Police probe water bottle link to fatal school crash
THE alleged driver of the car that crashed through a classroom wall, killing two small boys, may have been distracted by a stray water bottle.
Police have said they believe Maha Al-Shennag, 52, became distracted by something in the moments before the fatal crash in Greenacre, in Sydney's west, on Tuesday morning. It's understood one line of inquiry for crash investigators is a stray water bottle may have distracted Al-Shennag.
They will also closely examine her mobile phone and the wrecked Toyota Kluger for clues.
A police spokeswoman would not comment on the claims as the case was now before the courts.
Two eight-year-old boys were killed, while two eight-year-old girls, and a nine-year-old, were injured when the car crashed through the Banksia Rd Public School wall.
Al-Shennag was charged with dangerous driving occasioning death and negligent driving and bailed to appear at Bankstown Local Court on November 29.
One of her neighbours told The Daily Telegraph : "She was so kind to us when we moved in - she bought us food and welcomed us to the street. She's always so nice to everyone around her."
It is understood her husband died earlier this year.

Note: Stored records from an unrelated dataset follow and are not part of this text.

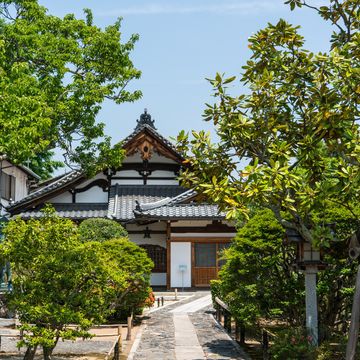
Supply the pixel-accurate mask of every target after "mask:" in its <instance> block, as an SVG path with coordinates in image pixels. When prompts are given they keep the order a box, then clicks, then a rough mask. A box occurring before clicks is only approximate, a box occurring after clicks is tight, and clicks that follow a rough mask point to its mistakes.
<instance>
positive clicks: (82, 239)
mask: <svg viewBox="0 0 360 360" xmlns="http://www.w3.org/2000/svg"><path fill="white" fill-rule="evenodd" d="M79 233H80V238H81V240H82V241H100V242H104V241H106V240H111V239H115V238H116V239H118V238H123V237H128V232H127V231H126V230H125V229H124V227H123V226H121V225H120V224H119V223H117V222H116V221H114V220H109V219H101V218H94V219H86V220H84V221H83V222H82V223H81V224H80V225H79Z"/></svg>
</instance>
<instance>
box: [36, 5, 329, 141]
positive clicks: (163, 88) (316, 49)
mask: <svg viewBox="0 0 360 360" xmlns="http://www.w3.org/2000/svg"><path fill="white" fill-rule="evenodd" d="M39 2H40V4H42V5H44V6H45V7H47V8H48V9H49V12H50V13H52V14H54V15H57V16H63V15H65V14H67V13H75V14H76V15H77V16H79V17H82V16H83V12H82V9H83V8H90V9H92V10H93V14H94V22H95V24H97V25H99V26H101V27H104V26H106V25H108V24H111V23H113V22H114V21H115V20H116V19H117V18H118V17H119V16H121V17H123V23H122V32H123V37H124V39H128V38H129V36H130V34H132V33H138V34H139V35H140V40H139V41H138V43H137V44H136V48H135V50H134V52H133V54H132V60H133V62H134V64H135V66H136V67H137V68H138V69H140V70H141V71H142V77H141V79H140V80H138V81H135V82H133V83H132V84H131V87H130V88H133V89H140V90H141V91H142V92H143V98H142V99H141V100H139V101H137V102H135V103H132V104H122V105H114V104H112V103H110V102H107V103H105V104H104V105H103V109H102V110H101V112H100V114H99V117H98V120H99V121H102V122H104V123H105V124H106V130H105V131H106V133H107V134H109V135H111V136H112V138H113V141H114V142H115V141H119V140H121V139H122V138H124V137H125V136H127V135H128V134H129V133H130V132H131V131H132V130H133V128H134V127H135V125H136V119H138V117H139V115H140V113H142V112H143V109H144V108H145V107H146V108H148V111H149V113H150V114H151V115H152V117H153V119H155V125H156V126H157V128H158V130H159V132H160V133H162V134H163V135H164V136H176V134H177V133H178V132H179V131H180V130H182V129H185V130H190V129H195V130H200V129H206V130H209V129H211V128H212V126H211V124H209V123H205V122H204V121H203V120H202V117H201V115H202V113H203V110H204V104H205V103H206V102H213V101H214V99H213V98H212V97H211V87H210V85H209V84H208V82H207V81H206V80H205V78H212V77H214V75H215V74H216V72H220V73H225V74H226V75H229V76H232V75H239V74H240V73H241V66H242V65H244V63H245V62H246V60H247V59H248V58H249V56H250V52H249V50H248V47H247V45H248V43H247V39H248V38H249V36H251V34H253V33H255V32H256V31H258V30H259V29H261V28H263V27H265V26H266V24H267V23H268V22H272V23H275V22H277V21H278V20H279V19H280V18H284V19H286V20H287V21H289V22H290V23H292V24H294V25H300V26H301V28H302V29H301V30H300V32H301V33H302V35H303V36H305V38H306V40H307V41H306V47H307V48H309V49H310V50H312V51H325V50H327V49H328V43H329V42H328V40H329V36H330V33H331V29H330V27H329V25H328V24H326V23H324V21H323V20H322V19H321V18H320V17H319V16H318V15H317V14H315V13H314V12H312V11H311V10H308V9H299V10H297V11H294V12H291V11H290V9H289V7H288V6H287V5H284V4H283V0H217V1H214V0H192V1H190V0H176V1H174V0H117V1H116V0H101V1H99V0H77V1H68V0H39ZM309 2H310V3H311V4H316V5H319V4H321V3H324V2H325V3H326V1H325V0H324V1H318V0H309ZM243 91H244V89H243V88H242V87H241V84H240V83H236V85H235V86H234V88H233V89H232V92H233V93H239V94H240V93H241V92H243Z"/></svg>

After her arrest, her lawyer Nick Hanna said his client was "deeply sorry for the loss and hurt suffered by the children, the school, the families and the community".
He added: "Her thoughts and prayers are with all those affected."
Members of her family were photographed talking angrily with media who had gathered outside her Punchbowl home.
Earlier today a family member of one the students seriously injured in the crash told news.com.au she still hadn't been told her classmates were dead.
The relative said the girl had been in pain all night - but it was the emotional scars her loved ones feared the most.
"She still doesn't know her classmates passed away. She keeps asking about them," the relative said.
The family is delaying telling her the tragic news until she is stronger.
The injured eight-year-old had not slept much overnight due to the pain she was in and also due to the trauma she'd been through.
"She just had stomach and chest pain all night and didn't sleep well due to what happened - she's very frightened."
There were 24 children aged between seven and 11 in the year three classroom at the time the car crashed through the wall.
This morning upset children began leaving flowers and cards in tribute for their lost schoolmates.
"May Allah bless you, both will be missed always," one message said. "A good heart has stopped beating, a good soul has ascended to heaven," said another.
"God is with you fly high into heaven," one card said that was surrounded by flowers and soft toys.
The grandfather of one of the boys said on social media his grandson loved everyone and died alongside his best friend.
"My grandson is a six generation at this school, all prefect, captains, community leader, and dux last year … this was my last grandchild at this school who excelled as well," the grandfather said.
Inside the school gates, a police car stood in an almost empty car park while a security guard stopped other vehicles trying to enter.
The school reopened for any students who want to attend, with counsellors on site for support, however most students stayed away today.
Isaac Tayba, who rushed to the school where his nephew is a Year 3 student, yesterday said it was a tragedy to see what happened.
"It was a difficult moment, we all left our jobs and rushed here," Mr Tayba said.
"You've got mothers over there fainting, you've got paramedics dealing with all the mothers and everyone is just nervous that it's their child."
"Apparently I think she (the driver) drove in there and instead of maybe pressing the brake, she might have hit the accelerator."
Acing Assistant Commissioner Stuart Smith said the incident was not being treated as intentional.
He said forensic staff would "methodically" pore over the car to try and determine what went wrong.